Sebagian ahli masih menyakini PMS disebabkan oleh hiperhidrasi, yakni  kelebihan dan penimbunan air dalam tubuh, yng mengakibatkan pembengkakan. Untuk itu konsumsi air memang perlu dikurangi walau jangan terlalu drastis, agar tidak loyo dan pingsan.

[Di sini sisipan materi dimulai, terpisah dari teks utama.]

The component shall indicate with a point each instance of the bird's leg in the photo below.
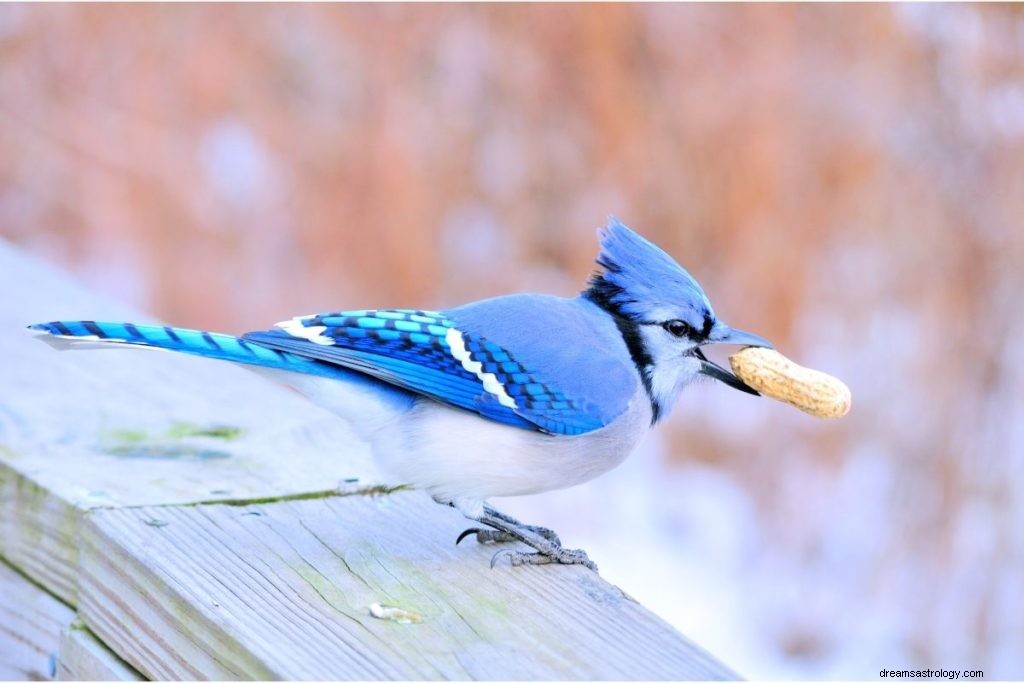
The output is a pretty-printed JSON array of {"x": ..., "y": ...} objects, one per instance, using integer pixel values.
[
  {"x": 497, "y": 536},
  {"x": 547, "y": 551}
]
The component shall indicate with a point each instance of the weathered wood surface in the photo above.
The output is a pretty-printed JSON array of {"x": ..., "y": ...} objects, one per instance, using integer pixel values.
[
  {"x": 113, "y": 500},
  {"x": 83, "y": 657},
  {"x": 31, "y": 621},
  {"x": 102, "y": 428}
]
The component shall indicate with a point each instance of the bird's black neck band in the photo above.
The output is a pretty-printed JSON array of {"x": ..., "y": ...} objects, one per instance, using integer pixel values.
[{"x": 630, "y": 331}]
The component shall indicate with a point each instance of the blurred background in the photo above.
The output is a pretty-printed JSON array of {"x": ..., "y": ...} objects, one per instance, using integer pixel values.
[{"x": 845, "y": 180}]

Upaya ini harus disertai pembatasan konsumsi garam, lemak jenuh, gula, dan kafein.**















Makanan Pelumpuh PMS



Vitamin B6: Ragi, ikan segar terutama ikan tuna, hati sapi/ayam, kacang-kacangan (kedelai, tempe, kacang merah, kacang tolo), pisang, anggur, alpukat, kenari, beras merah.



Magnesium: Susu, kacang mete, apel, jagung manis, kerang dan hidangan laut lainnya, lalap mentah sayuran daun hijau, kedelai, tempe.

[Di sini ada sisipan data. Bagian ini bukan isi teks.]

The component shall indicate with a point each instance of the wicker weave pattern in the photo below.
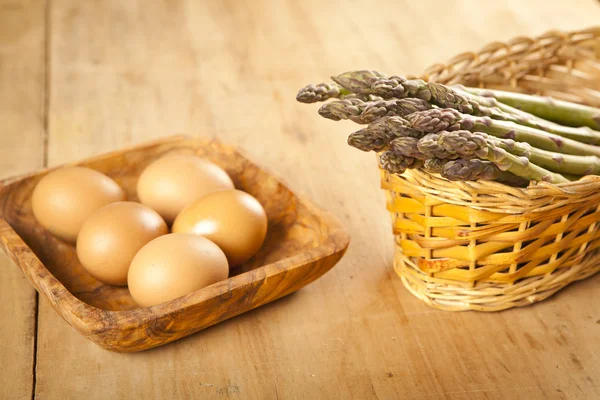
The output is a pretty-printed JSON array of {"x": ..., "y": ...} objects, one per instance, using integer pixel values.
[{"x": 486, "y": 246}]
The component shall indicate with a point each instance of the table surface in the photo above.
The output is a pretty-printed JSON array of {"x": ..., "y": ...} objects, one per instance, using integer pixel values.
[{"x": 81, "y": 78}]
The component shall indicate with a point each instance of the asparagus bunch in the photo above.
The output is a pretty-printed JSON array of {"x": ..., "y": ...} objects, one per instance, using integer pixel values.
[
  {"x": 462, "y": 133},
  {"x": 558, "y": 111},
  {"x": 369, "y": 82}
]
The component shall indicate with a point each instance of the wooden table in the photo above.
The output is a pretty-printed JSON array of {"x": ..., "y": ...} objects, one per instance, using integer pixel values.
[{"x": 80, "y": 78}]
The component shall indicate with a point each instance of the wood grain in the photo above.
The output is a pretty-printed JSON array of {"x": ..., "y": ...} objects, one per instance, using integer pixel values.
[
  {"x": 302, "y": 243},
  {"x": 22, "y": 82},
  {"x": 124, "y": 72}
]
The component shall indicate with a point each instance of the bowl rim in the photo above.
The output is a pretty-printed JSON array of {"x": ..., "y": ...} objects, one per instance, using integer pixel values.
[{"x": 66, "y": 303}]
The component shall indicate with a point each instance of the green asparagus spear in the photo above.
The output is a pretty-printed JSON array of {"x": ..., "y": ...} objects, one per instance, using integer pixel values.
[
  {"x": 364, "y": 112},
  {"x": 465, "y": 144},
  {"x": 436, "y": 120},
  {"x": 548, "y": 108}
]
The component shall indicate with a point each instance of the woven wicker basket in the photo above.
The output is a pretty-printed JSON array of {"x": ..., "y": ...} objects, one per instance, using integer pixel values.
[{"x": 486, "y": 246}]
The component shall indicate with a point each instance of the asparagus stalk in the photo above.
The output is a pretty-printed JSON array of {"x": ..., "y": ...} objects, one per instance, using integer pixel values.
[
  {"x": 366, "y": 141},
  {"x": 321, "y": 92},
  {"x": 364, "y": 112},
  {"x": 470, "y": 170},
  {"x": 366, "y": 82},
  {"x": 562, "y": 112},
  {"x": 434, "y": 165},
  {"x": 465, "y": 144},
  {"x": 448, "y": 119},
  {"x": 583, "y": 134},
  {"x": 358, "y": 81},
  {"x": 396, "y": 163}
]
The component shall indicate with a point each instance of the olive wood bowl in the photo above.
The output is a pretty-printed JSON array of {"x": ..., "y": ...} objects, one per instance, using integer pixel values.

Kalsium: Kedelai, tempe, tahu, kacang hijau, wijen, rebon kering, ikan sarden kalengan, teri, havermut, bayam, daun kacang panjang, daun labu, daun pepaya, daun melinjo, daun singkong, daun katuk, sawi, selada air.



Seng: Susu dan hasil olahannya (keju, yohurt), telur, hati, daging sapi, ayam, kerang.

Serat kasar: Kacang tolo, kacang hijau, kacang merah, kedelai, jambu biji, daun singkong, daun pepaya, daun kacang panjang, kacang panjang, kecipir, buncis, nangka muda, jamur, kangkung, bayam, buah-buahan.

















Makanan pemicu PMS



Lemak jenuh: Gajih/lemak hewan, daging berlemak terutama daging babi, kelapa tua, santan kental, minyak kelapa, susu berlemak, keju, mentega.

Gula: Gula pasir, gula merah, permen, arumanis, sirup, selai, jeli, susu kental manis, manisan buah, minuman ringan (softdrink), es krim, dodol, donat lapis gula/meises/cokelat siram, cake, kue kecil (cookies), abon, dendeng, ikan sarden kalengan.

Kafein: Kopi, teh terutama yang pekat, cokelat, minuman ringan (softdrink).

Natrium: Garam dapur, kecap, kornet, makanan yang diolah menggunakan soda kue (biskuit, crackers, kue kering, roti), ginjal, ham, daging bebek, sosis, keju, telur terutama bagian putih telur, selai kacang tanah, susu bubuk skim, margarin, mentega, kaldu blok, saus tomat.